Anche noi proprio perché, come i discepoli nel cenacolo, ci sentiamo soli,
o tristi, o scoraggiati, o delusi, o disperati, abbiamo bisogno di vedere le
piaghe del Cristo, un Dio vicino, partecipe del nostro vivere, del nostro
patire, del nostro morire. Dovremmo saperlo riconoscere in ogni piagato, in
ogni persona che soffre, in ogni situazione che sanguina, nelle nostre stesse
piaghe, fatte di limiti, fallimenti, nelle sofferenze più assurde e le meno
attese… Anche in quelle di una Chiesa che si trova ogni giorno di più ingolfata
negli scandali. Perché lui non se n’è stato lontano, si è calato fin qui, in
totale condivisione.
«Siamo invitati a non dissimulare o nascondere le nostre piaghe – ha
affermato con coraggio papa Francesco il 16 gennaio 2018 durante il suo viaggio
in Cile –. Una Chiesa con le piaghe è capace di comprendere le piaghe del mondo
di oggi e di farle sue, patirle, accompagnarle e cercare di sanarle. Una Chiesa
con le piaghe non si pone al centro, non si crede perfetta, ma pone al centro
l’unico che può sanare le ferite e che ha un nome: Gesù Cristo. La
consapevolezza di avere delle piaghe ci libera; sì, ci libera dal diventare
autoreferenziali, di crederci superiori».
C’è
forse un altro modo perché “la notizia” torni ad essere tale: mostrarne la
straordinaria potenzialità negli effetti sociali, civili, cosmici di cui essa è
capace. Gesù è morto da solo, come un chicco di grano caduto in terra – così
aveva profetato – e risorge come spiga: moltiplicato, comunità di credenti. È
questa la forza e l’attualità della Risurrezione, un evento che continua a
generare un popolo che è il suo corpo: Lui vivente e operante nella storia.
Mi
viene da pensare all’atomo, impossibile da “fotografare” eppure “visibile”

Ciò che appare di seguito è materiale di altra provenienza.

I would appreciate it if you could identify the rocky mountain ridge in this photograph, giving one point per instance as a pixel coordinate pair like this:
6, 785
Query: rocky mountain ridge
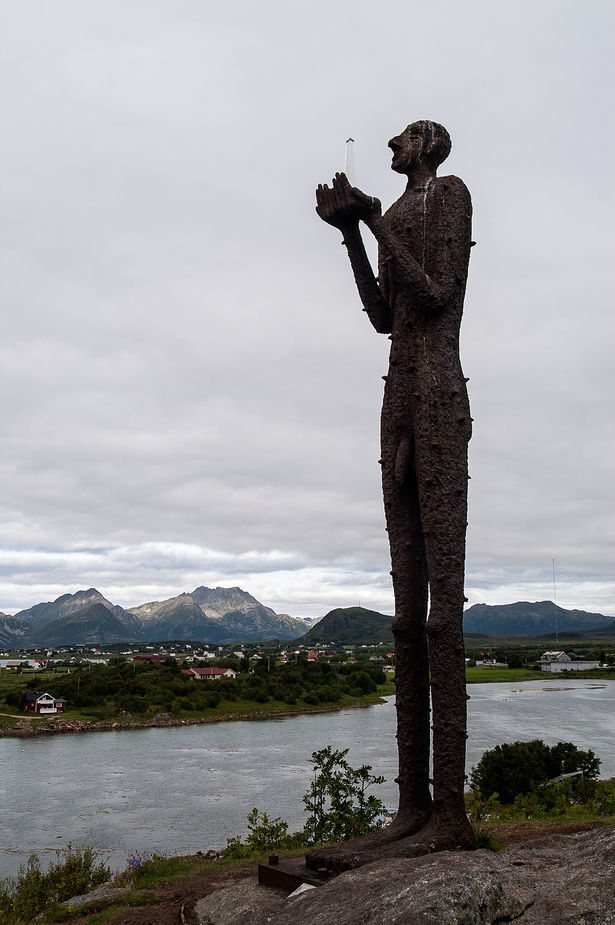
526, 619
208, 615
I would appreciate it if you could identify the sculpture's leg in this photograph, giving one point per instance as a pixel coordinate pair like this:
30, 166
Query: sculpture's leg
409, 570
443, 480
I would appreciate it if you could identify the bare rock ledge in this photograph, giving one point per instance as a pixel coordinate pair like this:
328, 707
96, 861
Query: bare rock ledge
559, 880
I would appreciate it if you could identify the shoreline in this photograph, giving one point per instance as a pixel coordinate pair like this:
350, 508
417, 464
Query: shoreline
24, 729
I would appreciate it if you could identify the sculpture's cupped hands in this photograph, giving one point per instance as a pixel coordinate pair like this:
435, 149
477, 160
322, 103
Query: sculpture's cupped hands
343, 205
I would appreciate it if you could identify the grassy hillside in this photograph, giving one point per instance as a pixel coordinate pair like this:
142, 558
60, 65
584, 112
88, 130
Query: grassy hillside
351, 626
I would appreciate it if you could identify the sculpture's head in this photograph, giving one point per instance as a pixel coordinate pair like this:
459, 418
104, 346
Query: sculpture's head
420, 144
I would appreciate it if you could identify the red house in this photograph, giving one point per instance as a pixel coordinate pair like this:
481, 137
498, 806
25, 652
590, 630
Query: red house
41, 702
213, 674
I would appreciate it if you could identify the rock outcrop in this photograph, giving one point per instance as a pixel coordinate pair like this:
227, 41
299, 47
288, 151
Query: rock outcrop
559, 880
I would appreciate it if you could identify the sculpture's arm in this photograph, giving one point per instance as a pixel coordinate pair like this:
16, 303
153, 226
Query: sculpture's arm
434, 291
377, 308
341, 208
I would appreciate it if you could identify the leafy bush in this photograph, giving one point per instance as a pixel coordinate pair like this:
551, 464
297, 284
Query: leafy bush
337, 802
512, 769
265, 834
74, 872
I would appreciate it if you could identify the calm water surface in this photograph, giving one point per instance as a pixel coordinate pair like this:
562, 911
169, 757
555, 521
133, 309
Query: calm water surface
187, 788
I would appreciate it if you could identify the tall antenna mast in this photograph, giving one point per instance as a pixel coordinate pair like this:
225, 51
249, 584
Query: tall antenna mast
555, 606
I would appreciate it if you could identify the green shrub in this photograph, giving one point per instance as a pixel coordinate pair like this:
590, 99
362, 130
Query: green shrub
509, 770
33, 890
337, 802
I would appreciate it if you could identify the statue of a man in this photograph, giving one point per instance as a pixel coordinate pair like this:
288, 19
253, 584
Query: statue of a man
417, 298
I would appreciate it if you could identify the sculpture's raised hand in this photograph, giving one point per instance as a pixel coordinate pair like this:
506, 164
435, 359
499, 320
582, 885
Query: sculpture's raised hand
343, 205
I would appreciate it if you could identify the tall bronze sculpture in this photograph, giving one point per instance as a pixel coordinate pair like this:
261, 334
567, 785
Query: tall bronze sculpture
424, 249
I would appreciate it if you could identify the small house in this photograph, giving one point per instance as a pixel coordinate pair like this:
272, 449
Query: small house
41, 702
209, 674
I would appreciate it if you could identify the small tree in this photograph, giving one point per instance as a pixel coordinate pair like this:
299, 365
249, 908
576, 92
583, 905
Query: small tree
515, 660
337, 802
511, 769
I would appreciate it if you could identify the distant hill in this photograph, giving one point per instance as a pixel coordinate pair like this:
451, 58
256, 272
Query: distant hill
209, 615
526, 619
180, 618
350, 626
13, 630
217, 615
94, 624
66, 604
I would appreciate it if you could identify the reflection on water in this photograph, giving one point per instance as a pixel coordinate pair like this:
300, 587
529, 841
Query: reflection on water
187, 788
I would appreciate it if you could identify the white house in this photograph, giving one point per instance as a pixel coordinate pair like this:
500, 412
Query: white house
559, 661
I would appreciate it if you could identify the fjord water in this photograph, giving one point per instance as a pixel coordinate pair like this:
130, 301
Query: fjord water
181, 789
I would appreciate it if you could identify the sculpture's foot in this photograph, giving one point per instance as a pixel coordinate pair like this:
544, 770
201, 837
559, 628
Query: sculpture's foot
333, 856
435, 836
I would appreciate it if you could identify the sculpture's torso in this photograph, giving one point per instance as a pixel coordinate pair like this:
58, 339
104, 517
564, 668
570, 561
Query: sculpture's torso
434, 224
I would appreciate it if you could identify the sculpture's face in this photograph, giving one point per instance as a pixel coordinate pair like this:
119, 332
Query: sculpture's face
407, 148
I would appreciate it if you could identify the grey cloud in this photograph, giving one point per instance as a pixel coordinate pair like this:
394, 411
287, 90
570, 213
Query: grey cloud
182, 353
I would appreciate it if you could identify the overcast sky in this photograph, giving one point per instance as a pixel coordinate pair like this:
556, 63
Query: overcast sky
191, 393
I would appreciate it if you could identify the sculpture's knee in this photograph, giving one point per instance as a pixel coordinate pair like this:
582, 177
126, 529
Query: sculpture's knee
402, 460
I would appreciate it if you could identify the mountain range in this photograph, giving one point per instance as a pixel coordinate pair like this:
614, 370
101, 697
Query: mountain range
351, 626
219, 616
526, 619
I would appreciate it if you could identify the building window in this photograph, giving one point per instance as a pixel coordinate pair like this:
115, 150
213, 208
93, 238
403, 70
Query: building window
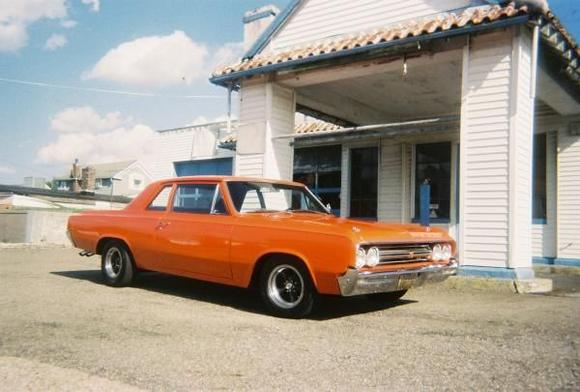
364, 174
319, 168
539, 180
433, 166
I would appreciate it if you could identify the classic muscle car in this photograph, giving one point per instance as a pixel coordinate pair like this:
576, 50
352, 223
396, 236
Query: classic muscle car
275, 236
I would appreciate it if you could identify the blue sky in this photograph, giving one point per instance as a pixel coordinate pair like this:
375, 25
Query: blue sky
39, 125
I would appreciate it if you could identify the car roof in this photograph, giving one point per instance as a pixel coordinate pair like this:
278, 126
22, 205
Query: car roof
214, 178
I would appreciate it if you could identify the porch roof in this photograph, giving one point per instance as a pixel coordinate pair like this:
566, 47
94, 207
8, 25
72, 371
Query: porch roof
470, 20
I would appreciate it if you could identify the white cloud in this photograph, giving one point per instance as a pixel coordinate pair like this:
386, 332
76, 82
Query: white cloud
7, 169
162, 60
68, 23
199, 120
16, 16
55, 41
226, 54
83, 133
153, 61
94, 4
84, 119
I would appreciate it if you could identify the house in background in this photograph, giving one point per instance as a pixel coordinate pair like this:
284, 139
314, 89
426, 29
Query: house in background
126, 178
192, 150
35, 182
480, 99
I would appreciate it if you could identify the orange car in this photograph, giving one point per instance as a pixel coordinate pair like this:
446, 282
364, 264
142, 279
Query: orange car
273, 235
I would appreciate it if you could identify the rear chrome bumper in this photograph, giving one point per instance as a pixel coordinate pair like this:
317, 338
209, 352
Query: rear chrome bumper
354, 282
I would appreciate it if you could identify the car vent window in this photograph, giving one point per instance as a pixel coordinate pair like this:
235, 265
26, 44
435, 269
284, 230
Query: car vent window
195, 198
161, 200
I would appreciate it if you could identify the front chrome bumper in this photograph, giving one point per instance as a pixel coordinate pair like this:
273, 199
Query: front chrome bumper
354, 282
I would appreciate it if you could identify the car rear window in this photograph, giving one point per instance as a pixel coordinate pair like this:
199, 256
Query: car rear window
161, 200
195, 198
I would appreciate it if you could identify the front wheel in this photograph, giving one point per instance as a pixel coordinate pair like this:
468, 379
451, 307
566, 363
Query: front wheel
117, 264
286, 288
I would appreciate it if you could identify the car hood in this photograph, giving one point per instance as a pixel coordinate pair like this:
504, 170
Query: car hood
361, 231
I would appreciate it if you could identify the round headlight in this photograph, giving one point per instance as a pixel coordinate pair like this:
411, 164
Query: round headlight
447, 252
361, 258
437, 253
373, 256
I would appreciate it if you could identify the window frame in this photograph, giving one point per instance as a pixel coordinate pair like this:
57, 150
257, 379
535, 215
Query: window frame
169, 199
217, 192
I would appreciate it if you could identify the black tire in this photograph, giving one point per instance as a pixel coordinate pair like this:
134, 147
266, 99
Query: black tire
387, 297
117, 266
297, 299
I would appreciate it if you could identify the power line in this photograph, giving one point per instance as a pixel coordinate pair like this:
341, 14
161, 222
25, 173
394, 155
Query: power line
107, 91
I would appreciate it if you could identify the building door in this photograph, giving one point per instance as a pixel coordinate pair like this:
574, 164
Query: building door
364, 175
217, 166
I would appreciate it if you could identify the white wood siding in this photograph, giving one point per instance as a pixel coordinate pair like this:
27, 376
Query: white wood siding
251, 165
280, 121
521, 142
568, 195
266, 111
544, 236
485, 126
321, 19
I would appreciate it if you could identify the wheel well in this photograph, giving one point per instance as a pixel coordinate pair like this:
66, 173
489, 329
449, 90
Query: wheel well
104, 241
254, 281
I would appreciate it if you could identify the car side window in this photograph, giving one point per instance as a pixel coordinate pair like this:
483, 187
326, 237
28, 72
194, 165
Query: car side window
161, 200
198, 198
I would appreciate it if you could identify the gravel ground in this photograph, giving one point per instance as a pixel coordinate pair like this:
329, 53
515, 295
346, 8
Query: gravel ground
61, 329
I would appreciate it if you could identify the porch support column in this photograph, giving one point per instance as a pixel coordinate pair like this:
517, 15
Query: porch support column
266, 111
496, 156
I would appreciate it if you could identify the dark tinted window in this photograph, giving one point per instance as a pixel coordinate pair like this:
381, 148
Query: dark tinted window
161, 200
364, 182
433, 166
197, 198
319, 168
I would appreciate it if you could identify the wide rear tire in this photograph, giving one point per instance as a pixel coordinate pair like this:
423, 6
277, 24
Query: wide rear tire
117, 265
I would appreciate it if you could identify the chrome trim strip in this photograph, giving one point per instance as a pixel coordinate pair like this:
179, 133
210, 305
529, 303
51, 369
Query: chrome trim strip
354, 282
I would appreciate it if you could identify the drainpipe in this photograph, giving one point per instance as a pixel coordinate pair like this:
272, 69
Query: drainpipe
229, 108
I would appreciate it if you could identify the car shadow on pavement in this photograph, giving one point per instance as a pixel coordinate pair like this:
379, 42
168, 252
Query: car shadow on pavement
238, 298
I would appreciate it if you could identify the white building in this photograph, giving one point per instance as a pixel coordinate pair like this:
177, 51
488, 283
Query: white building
126, 178
482, 100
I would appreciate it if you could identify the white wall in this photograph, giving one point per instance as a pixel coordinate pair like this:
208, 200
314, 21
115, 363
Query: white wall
496, 140
568, 194
322, 19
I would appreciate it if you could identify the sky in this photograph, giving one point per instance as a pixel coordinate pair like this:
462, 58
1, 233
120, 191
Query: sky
152, 57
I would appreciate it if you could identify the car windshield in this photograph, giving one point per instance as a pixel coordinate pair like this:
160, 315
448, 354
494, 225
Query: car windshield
255, 197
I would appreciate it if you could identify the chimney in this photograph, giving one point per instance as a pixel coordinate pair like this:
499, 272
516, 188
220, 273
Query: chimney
256, 21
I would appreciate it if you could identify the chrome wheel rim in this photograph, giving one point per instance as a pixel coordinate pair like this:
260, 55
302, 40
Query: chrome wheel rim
285, 286
113, 262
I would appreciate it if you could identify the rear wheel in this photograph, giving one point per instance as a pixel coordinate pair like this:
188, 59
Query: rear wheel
286, 288
387, 297
117, 265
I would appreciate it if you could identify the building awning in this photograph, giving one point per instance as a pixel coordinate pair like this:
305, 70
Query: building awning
443, 25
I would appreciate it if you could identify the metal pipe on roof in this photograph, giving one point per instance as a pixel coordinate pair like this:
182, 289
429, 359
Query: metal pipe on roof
372, 127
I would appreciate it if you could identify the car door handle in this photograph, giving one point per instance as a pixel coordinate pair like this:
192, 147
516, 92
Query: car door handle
161, 225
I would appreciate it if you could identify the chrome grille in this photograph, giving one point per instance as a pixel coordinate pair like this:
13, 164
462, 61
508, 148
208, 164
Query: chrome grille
404, 253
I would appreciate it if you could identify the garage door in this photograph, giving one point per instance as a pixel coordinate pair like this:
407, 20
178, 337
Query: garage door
218, 166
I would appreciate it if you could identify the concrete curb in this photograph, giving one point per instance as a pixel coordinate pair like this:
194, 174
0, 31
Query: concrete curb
507, 286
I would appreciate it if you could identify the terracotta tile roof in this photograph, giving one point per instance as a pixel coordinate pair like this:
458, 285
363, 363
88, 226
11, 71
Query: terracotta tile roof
315, 126
413, 28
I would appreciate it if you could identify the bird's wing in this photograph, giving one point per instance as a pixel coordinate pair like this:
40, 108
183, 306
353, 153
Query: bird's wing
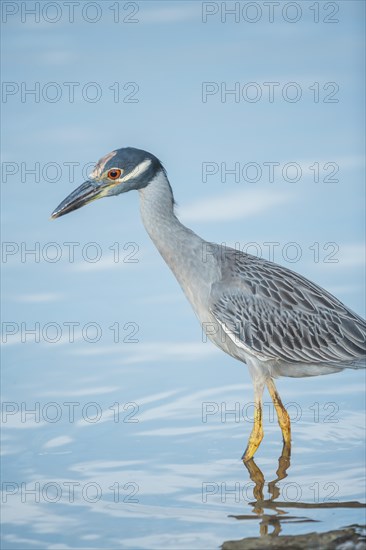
277, 314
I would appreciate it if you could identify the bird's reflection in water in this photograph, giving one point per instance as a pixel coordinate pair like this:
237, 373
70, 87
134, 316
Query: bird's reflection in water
260, 504
277, 513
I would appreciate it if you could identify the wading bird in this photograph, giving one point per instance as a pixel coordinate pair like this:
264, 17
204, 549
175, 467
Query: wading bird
272, 319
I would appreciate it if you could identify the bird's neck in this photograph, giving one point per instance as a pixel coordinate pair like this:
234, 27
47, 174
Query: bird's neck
169, 235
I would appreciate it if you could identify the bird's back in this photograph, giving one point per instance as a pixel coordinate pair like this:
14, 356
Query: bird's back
280, 317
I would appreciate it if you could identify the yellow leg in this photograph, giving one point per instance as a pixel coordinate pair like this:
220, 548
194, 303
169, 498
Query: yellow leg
282, 414
256, 435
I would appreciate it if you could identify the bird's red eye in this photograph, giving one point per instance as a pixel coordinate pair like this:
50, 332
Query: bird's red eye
114, 174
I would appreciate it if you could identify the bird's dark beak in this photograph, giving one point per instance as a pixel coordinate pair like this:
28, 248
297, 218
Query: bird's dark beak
87, 192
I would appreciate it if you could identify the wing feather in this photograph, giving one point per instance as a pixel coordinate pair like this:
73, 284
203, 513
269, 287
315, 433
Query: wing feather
279, 314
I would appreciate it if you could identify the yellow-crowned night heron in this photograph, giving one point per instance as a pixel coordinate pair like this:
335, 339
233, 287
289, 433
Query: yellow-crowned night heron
274, 320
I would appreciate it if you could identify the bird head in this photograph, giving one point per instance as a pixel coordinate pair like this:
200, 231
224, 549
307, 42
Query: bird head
117, 172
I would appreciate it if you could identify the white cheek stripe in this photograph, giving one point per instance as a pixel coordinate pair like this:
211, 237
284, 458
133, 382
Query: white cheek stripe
138, 171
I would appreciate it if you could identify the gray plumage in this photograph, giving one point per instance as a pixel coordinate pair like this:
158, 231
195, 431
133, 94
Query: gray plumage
269, 317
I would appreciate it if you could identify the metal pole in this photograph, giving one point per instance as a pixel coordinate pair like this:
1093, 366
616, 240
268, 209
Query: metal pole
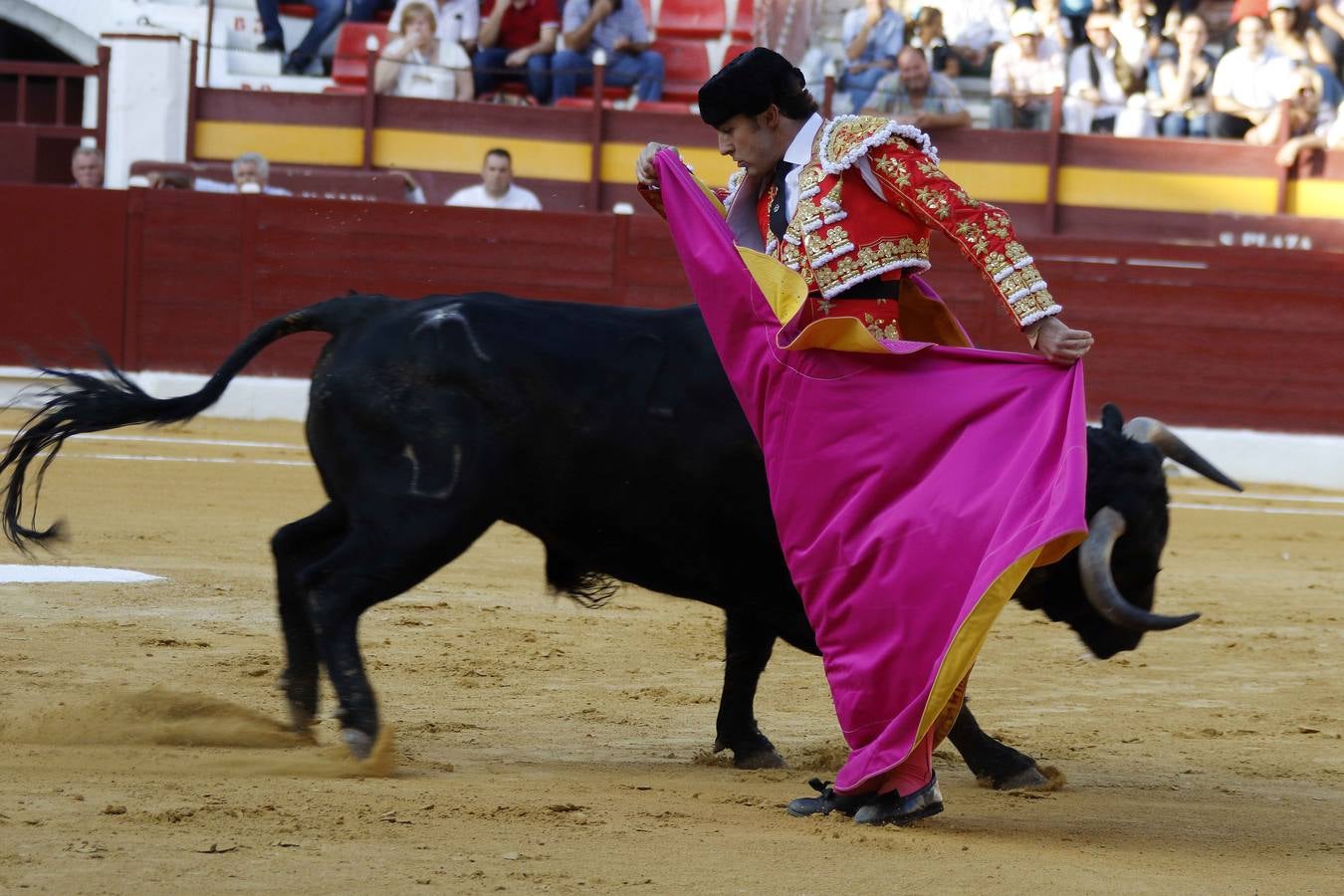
191, 103
594, 198
369, 99
210, 41
104, 68
1052, 150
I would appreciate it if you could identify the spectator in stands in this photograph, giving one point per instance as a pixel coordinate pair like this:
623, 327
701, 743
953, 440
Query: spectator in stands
872, 34
1331, 138
1054, 26
1329, 16
975, 30
1243, 8
496, 188
1131, 30
1023, 77
1246, 81
1183, 100
916, 96
418, 64
929, 38
460, 23
1099, 81
327, 16
618, 29
87, 166
252, 175
1302, 95
1075, 14
1292, 37
518, 38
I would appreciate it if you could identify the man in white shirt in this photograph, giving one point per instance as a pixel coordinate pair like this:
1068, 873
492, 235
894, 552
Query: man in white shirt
496, 188
975, 30
1023, 77
1246, 81
1095, 93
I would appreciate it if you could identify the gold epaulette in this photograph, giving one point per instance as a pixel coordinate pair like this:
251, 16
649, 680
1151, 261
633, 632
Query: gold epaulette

nell’energia che sprigiona. Impossibile “mostrare” il Risorto, fotografarlo, eppure
lo si può cogliere, come riflesso, sul volto e negli atti della comunità nella
quale Egli vive, per sempre. Vedi la spiga e pensi al seme che l’ha generata.
Con
la sua risurrezione è possibile ogni risurrezione. Non è più vero che “non c’è
niente di nuovo sotto il sole”. È accaduto una cosa nuova, mai udita prima: la
morte è stata vinta, assieme a tutto ciò che alla morte assomiglia.
L’ineluttabile fato non è più tale. La resurrezione e la vita hanno rotto il
ciclo della consumazione, sono penetrate nella storia, l’hanno aperta ad un
futuro di novità. Per sua natura non è un evento relegato al passato. Se Egli è
il Vivente lo è nell’attualità d’ogni presente, ora, qui. La speranza si
riaccende in questo nostro oggi, in mezzo alla precarietà del lavoro, agli
orrori della guerra, al dilagare dell’ingiustizia, al pantano della stupidità,
alla incertezza del futuro.
È
una notizia che sorprende chi crede e chi non crede. “È risorto veramente?”, si
domanda il primo. Perché se è veramente risorto… “E se fosse vero?”, può
domandarsi il secondo. Perché se fosse veramente risorto… Basterebbe anche
soltanto l’ipotesi, l’utopia di una risurrezione.